Monday, November 16, 2009

look into the abyss


and the abyss will look back at you!


that's one of my favorite sayings from nietzsche. what does it mean? who knows? guess you have to experience it to understand it.


a couple years ago i read an article by hugh macleod and now he has a book http://gapingvoid.com/books/ you can pretty much get the gist from this web-page. i've been browsing the book at barnes & noble.


and what strikes me most is how doing some kind of odd artwork can lead you out into the world, but 'successful beware.' and i especially like 'Dying young is overrated.' true, i have wandered in and out of keats' house on hamstead heath and the room where he died by the spanish steps. gazed up at the blue house in oaxaca where d.h. lawrence wrote 'mornings in mexico.' the fanatic, as he lay dying his wife had to grab the pen out of his hand.

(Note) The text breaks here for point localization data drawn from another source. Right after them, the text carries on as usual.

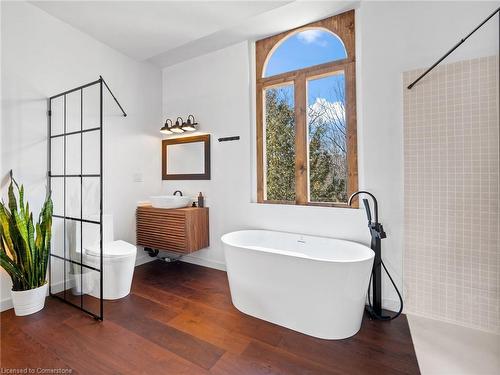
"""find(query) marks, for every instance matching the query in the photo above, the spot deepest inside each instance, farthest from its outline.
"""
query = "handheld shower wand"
(377, 234)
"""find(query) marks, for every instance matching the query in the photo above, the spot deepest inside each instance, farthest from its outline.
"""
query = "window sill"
(311, 204)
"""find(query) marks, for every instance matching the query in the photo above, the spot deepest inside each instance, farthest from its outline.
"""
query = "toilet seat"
(113, 249)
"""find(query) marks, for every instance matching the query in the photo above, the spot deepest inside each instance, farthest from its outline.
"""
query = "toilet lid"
(113, 249)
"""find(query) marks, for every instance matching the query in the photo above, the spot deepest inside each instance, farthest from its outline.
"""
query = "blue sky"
(307, 48)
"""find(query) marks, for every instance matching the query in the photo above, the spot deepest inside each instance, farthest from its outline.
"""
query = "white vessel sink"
(170, 201)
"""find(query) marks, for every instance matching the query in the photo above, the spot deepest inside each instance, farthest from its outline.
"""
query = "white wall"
(42, 56)
(217, 89)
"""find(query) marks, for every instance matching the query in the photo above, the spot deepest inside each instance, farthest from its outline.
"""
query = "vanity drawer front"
(182, 230)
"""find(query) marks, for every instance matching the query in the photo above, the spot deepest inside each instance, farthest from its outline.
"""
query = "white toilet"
(118, 263)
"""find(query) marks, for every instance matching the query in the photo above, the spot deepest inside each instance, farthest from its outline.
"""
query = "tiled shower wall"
(451, 143)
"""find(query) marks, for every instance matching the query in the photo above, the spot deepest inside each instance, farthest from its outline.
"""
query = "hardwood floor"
(179, 320)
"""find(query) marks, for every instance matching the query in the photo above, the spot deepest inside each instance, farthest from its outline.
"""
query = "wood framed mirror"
(186, 158)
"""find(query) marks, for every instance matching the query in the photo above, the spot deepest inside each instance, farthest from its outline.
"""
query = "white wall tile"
(451, 182)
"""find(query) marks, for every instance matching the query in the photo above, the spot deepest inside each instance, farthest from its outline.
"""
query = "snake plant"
(24, 247)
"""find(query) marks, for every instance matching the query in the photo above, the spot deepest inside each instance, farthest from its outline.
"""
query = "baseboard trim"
(139, 261)
(221, 266)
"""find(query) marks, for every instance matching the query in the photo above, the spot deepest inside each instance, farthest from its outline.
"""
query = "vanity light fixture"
(190, 126)
(166, 128)
(178, 127)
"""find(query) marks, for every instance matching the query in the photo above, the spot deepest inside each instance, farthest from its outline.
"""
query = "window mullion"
(301, 174)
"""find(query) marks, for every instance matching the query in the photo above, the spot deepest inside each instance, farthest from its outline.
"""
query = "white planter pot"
(30, 301)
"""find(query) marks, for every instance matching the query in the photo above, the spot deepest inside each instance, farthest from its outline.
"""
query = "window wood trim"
(343, 26)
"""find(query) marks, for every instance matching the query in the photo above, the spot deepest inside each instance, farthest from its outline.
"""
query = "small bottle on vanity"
(201, 200)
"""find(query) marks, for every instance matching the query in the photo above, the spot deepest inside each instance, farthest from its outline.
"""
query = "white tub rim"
(370, 253)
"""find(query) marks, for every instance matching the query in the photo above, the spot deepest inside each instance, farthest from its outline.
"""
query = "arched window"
(306, 114)
(302, 49)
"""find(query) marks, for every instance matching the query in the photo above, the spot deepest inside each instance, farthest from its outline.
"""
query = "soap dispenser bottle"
(201, 200)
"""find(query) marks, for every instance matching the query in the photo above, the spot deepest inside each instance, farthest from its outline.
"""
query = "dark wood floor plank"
(200, 352)
(223, 338)
(19, 350)
(140, 355)
(230, 319)
(77, 351)
(179, 319)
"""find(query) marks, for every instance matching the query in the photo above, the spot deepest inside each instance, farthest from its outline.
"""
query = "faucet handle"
(368, 211)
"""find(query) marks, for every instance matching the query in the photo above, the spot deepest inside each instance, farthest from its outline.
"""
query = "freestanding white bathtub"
(313, 285)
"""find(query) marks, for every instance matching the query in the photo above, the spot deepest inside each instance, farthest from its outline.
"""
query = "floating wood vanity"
(181, 230)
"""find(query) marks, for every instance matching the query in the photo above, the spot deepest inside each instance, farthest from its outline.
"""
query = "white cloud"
(312, 37)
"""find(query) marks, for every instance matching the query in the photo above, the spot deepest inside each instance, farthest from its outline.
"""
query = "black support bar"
(116, 100)
(453, 49)
(75, 132)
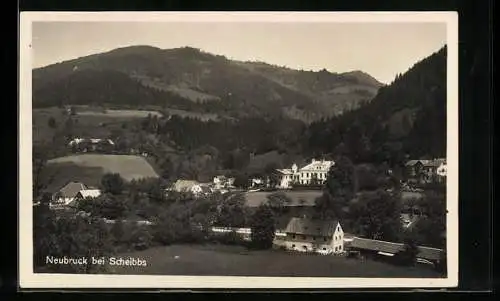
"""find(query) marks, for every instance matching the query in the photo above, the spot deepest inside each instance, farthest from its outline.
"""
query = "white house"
(67, 193)
(306, 235)
(315, 172)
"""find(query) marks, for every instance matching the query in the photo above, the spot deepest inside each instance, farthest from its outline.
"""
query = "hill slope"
(187, 78)
(129, 167)
(406, 118)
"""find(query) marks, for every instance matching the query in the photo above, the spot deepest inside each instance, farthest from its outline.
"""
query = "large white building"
(315, 172)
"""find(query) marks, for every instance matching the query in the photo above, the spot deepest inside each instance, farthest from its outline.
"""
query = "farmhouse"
(184, 185)
(307, 235)
(67, 193)
(314, 173)
(426, 171)
(378, 248)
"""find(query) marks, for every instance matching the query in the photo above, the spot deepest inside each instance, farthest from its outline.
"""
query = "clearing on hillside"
(298, 197)
(128, 166)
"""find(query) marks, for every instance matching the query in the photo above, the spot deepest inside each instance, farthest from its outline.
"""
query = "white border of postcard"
(28, 279)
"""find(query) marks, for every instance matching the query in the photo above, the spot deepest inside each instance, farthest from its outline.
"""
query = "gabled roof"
(71, 189)
(435, 163)
(311, 227)
(391, 247)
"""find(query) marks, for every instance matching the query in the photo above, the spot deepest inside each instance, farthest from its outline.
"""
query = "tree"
(52, 123)
(377, 215)
(339, 191)
(407, 256)
(340, 179)
(112, 183)
(278, 202)
(242, 180)
(73, 237)
(263, 228)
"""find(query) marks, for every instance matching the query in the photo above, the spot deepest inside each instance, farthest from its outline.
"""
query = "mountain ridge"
(199, 76)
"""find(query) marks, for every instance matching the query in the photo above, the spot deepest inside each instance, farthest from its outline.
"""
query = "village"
(294, 233)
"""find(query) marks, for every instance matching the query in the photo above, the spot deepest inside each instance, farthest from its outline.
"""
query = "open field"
(254, 199)
(215, 260)
(128, 166)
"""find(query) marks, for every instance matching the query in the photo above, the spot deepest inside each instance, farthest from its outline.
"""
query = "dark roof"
(391, 247)
(71, 189)
(311, 227)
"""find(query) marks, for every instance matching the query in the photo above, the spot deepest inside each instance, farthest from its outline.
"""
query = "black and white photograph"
(238, 150)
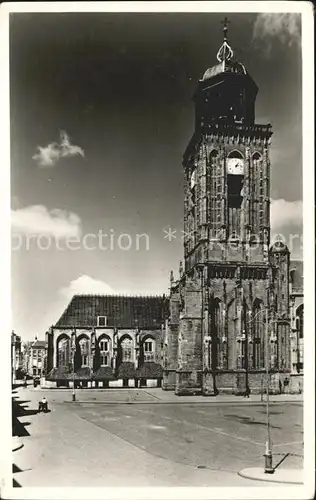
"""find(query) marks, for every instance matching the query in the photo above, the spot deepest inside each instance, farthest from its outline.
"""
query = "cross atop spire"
(225, 53)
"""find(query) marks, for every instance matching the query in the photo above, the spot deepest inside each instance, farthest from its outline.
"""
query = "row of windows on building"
(64, 351)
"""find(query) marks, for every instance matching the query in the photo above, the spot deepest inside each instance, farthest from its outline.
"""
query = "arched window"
(235, 154)
(300, 321)
(104, 347)
(149, 349)
(63, 351)
(127, 349)
(300, 334)
(84, 351)
(257, 319)
(215, 331)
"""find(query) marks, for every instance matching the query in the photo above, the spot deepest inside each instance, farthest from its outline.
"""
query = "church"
(233, 308)
(236, 306)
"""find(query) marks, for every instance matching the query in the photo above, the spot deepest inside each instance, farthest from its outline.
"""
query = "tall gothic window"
(104, 346)
(215, 323)
(149, 349)
(258, 177)
(127, 352)
(216, 191)
(63, 351)
(300, 332)
(84, 351)
(258, 359)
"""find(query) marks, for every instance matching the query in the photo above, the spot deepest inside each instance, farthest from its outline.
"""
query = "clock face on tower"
(235, 166)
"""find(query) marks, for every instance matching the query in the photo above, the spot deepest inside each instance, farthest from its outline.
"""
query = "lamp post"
(268, 467)
(73, 348)
(268, 464)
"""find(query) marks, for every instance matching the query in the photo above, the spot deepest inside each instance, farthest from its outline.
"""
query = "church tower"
(224, 297)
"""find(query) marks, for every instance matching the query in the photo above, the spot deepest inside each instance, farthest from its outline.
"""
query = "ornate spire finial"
(225, 28)
(225, 53)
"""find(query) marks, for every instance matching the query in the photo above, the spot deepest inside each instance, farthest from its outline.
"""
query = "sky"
(101, 113)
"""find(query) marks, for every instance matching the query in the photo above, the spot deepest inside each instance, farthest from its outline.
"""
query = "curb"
(257, 474)
(155, 402)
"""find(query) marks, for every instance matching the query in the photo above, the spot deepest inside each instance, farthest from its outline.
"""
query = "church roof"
(39, 344)
(120, 311)
(297, 274)
(224, 67)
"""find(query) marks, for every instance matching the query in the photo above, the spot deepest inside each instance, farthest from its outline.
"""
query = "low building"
(16, 357)
(107, 341)
(35, 353)
(296, 295)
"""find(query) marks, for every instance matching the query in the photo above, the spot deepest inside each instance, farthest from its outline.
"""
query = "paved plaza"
(151, 438)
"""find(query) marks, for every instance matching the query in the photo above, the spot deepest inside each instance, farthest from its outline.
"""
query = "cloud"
(85, 285)
(38, 220)
(285, 214)
(285, 27)
(49, 155)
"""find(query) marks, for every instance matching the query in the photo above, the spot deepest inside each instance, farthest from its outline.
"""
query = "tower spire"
(225, 52)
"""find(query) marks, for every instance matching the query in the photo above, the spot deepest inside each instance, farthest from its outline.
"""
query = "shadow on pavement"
(16, 484)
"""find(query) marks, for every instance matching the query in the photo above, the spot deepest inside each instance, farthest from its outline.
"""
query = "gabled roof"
(297, 274)
(120, 311)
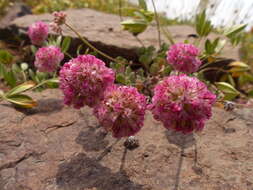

this reminds me of my world-traveler companion, berta gardner. she would never part with her pack anywhere. the damn thing must have weighed sixty pounds. as she lay dying in the hospital, her sister finally convinced her to let her take the pack out of the room. and that was the end.


the moral from macleod: "You are responsible for your own experience.' if you tempt the abyss, have your passion and the proper tools to deal with it. and "Nobody cares. Do it for yourself."


have you ever sat in class or in the theater, looked around you and thought, 'none of these people will be here in a hundred years?" i have, and maybe that's the abyss. the artist francis bacon thought of himself as a snail crawling across the canvas and leaving slime. hmm, being francis bacon he may not have been being hard on himself after all.


hugh maintains if you've got the creative urge you're stuck with it. compassion, not pity, my friends. if you've seen ben allen's performance of 'johnny got his gun' at the blue room, you know what i mean.